I spent the last three weeks accompanying Trailing-Wife on her business trip to India. She was to spend two days teaching in Bengaluru (known here in the US as Bangalore), and with our older daughter finishing up a volunteer project in Jaipur a few weeks prior, we decided to spend a couple of weeks travelling the country with our daughter before business.
I love to run, and always look for opportunities to run outside when we travel. My detailed running log goes back almost 19 years at this point, and I’ve tracked runs in far-flung places like Amsterdam, Bangkok, Costa Rica, Montreal, London, Paris, and many places in the United States.
I brought my running clothes to India but half expected not to use them. Not only is India very hot and humid at this time of the year, but the roads in many places are much more chaotic than I’m used to (cows and other wild animals sharing the road with cars, trucks, motorcycles, walkers, bikers, etc) and sidewalks are either non existent or difficult to maneuver. It can also be tough for a westerner to wander around the streets of India as there are locals who will ask you for money, ask for a picture with you, or simply hound you into looking at their shop.
Location of hotel is also an important consideration when it comes to running on an out of town trip. Sometimes the hotel location is simply not conducive to running the streets and it can be difficult to travel in a city to where it is good for running.
Conditions did not work for me in the first 5 stops of our trip: Delhi, Jaipur, Agra, Varanasi and Rishikesh. But to my delight and surprise, conditions were perfect when we made it to our last top in Bengaluru. First of all, Bengaluru has some elevation to it – 3,000 feet above sea level, so the weather is much more temperate than the others places we visited. Temps were mostly in the 70s and the humidity reasonable. Also, our hotel was located across the street from their version of Central Park, which is called Cubbon Park. And finally, Bangalore is much more like the cities I am used to in the US, where the sidewalks are walkable, and there are fewer people on the streets to hassle you.
A big benefit to Cubbon Park is that it is closed to vehicular traffic until 8am every day. I was able to get out into the park at 7am, and the roads were blissfully free of cars and trucks. There was plenty of room on the roads for walkers, bikers and runners.
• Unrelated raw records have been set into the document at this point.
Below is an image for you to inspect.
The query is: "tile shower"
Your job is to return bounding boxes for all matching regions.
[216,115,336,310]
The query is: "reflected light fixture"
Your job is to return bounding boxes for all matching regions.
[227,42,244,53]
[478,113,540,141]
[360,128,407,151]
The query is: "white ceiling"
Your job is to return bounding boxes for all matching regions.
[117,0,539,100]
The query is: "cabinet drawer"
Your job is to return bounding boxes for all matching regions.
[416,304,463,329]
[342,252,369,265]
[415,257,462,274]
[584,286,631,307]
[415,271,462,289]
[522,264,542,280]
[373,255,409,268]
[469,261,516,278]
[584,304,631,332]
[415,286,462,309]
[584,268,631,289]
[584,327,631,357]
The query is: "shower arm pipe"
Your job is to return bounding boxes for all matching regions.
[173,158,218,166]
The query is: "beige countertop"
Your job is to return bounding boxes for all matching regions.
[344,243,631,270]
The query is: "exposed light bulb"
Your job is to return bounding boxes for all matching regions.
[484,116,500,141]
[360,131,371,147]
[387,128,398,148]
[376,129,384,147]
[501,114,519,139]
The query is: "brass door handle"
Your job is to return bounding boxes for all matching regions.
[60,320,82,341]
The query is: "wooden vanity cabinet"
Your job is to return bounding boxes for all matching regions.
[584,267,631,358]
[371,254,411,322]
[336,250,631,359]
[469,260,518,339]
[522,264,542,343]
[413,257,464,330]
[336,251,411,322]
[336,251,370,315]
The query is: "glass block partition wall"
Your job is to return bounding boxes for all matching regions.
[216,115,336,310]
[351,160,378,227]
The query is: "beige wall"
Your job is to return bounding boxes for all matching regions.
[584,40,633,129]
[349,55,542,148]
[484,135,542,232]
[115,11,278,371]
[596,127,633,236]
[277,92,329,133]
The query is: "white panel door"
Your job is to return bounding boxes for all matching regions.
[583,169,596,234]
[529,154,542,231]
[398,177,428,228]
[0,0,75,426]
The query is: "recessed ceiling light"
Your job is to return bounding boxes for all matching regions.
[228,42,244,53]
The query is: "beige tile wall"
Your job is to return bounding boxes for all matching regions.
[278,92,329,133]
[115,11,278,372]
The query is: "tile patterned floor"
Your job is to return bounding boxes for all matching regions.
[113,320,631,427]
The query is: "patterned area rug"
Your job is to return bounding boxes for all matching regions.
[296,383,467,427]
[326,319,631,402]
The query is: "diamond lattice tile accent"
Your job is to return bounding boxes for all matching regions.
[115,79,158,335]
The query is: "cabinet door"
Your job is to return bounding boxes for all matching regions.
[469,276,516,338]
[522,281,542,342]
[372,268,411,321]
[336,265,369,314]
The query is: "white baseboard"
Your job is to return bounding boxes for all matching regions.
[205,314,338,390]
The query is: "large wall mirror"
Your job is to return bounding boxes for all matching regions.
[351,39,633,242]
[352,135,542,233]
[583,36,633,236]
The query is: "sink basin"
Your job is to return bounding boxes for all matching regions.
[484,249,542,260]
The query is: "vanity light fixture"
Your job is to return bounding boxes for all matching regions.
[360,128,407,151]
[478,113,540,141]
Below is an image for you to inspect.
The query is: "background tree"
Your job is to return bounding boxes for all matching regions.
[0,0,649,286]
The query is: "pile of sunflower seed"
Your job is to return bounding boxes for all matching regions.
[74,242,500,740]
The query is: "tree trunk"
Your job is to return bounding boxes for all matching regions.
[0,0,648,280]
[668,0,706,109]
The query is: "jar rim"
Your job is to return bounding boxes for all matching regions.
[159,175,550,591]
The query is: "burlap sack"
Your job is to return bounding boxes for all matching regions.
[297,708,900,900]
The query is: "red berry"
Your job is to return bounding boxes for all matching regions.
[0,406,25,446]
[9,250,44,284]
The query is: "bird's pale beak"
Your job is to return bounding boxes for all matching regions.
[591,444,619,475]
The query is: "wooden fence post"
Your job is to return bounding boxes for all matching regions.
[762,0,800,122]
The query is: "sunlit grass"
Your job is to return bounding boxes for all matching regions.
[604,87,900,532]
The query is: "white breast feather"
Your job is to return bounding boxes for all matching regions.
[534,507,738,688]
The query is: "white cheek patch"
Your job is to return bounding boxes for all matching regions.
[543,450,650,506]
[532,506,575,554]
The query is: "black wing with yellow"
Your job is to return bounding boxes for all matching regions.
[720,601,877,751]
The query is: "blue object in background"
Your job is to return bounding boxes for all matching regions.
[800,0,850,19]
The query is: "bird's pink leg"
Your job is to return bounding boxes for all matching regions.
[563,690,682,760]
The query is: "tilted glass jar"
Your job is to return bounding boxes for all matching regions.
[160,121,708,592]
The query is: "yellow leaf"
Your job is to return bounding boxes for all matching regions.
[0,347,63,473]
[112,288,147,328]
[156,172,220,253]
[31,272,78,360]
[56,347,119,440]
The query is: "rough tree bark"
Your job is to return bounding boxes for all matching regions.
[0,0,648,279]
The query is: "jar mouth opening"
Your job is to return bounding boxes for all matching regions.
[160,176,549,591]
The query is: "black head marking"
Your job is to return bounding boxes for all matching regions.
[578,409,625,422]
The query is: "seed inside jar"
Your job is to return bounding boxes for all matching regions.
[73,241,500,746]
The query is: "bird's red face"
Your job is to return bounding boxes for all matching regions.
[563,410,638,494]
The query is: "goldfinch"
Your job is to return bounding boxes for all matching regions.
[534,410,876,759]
While the photos below show very few other people out there, the park was quite full with many walkers, runners, dog walkers, etc.
A few years ago, a running path (see below) was added to Cubbon Park, which provides a generally softer surface, more shade, and a chance to get away from the cars during the hours in which the park is open. Some of my run was on the running path, but I did find it uneven in parts with stones. While it was definitely runnable, with no cars on the road, I did prefer running on the road, so much of the run was spent on the roads going around the park.
The path of my run is shown at the top of the post. In total my run was 3.3 miles, but it started a bit outside the park and included a repeat of a section at the start and finish. I would estimate a full loop of the park is about 2.3 miles. There are lots of things to see in the park, so 2 loops of the park would not feel repetitious at all.
I was very thankful to find a great place to run outside in India!